"She does not care for him and I am glad, for he is not half smart
enough for her," was Aunt Barbara's mental comment, as she laid the
letter by for a second reading, and then told her niece, as the last
item of news, that old Captain Markham's nephew had come, and they were
making a great ado over him now that he was a member of Congress, and a
Judge, too. They had asked the Howells and Grangers and the Carters
there to tea for the next day, she said, adding that she and Ethelyn
were also invited. "They want to be polite to him," old Mrs. Markham
said. Aunt Barbara continued, "but for my part, if I were he, I should
not care much for politeness that comes so late. I remember when he was
here ten years ago, on such a matter, and they fairly acted as if they
were ashamed of him then; but titles make a difference.

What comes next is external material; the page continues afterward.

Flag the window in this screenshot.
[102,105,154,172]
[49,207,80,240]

He's an
Honorable now, and the old Captain is mighty proud of him."
What Aunt Barbara had said was strictly true, for there had been a time
when proud old Captain Markham ignored his brother's family living on
the far prairies of the West; but when the eldest son, Richard, called
for him, had become a growing man, as boys out West are apt to do,
rising from justice of the peace to a member of the State Legislature,
then to a judgeship, and finally to a seat in Congress, and all before
he was quite thirty-two, the Captain's tactics changed, and a most
cordial letter, addressed to "My dear nephew," and signed "Your
affectionate uncle," was sent to Washington, urging a visit from the
young man ere he returned to Iowa.
And that was how Richard Markham, M.C., came to be in Chicopee at the
precise time when Ethelyn's heart was bleeding at every pore, and ready
to seize upon any new excitement which would divert it from its pain.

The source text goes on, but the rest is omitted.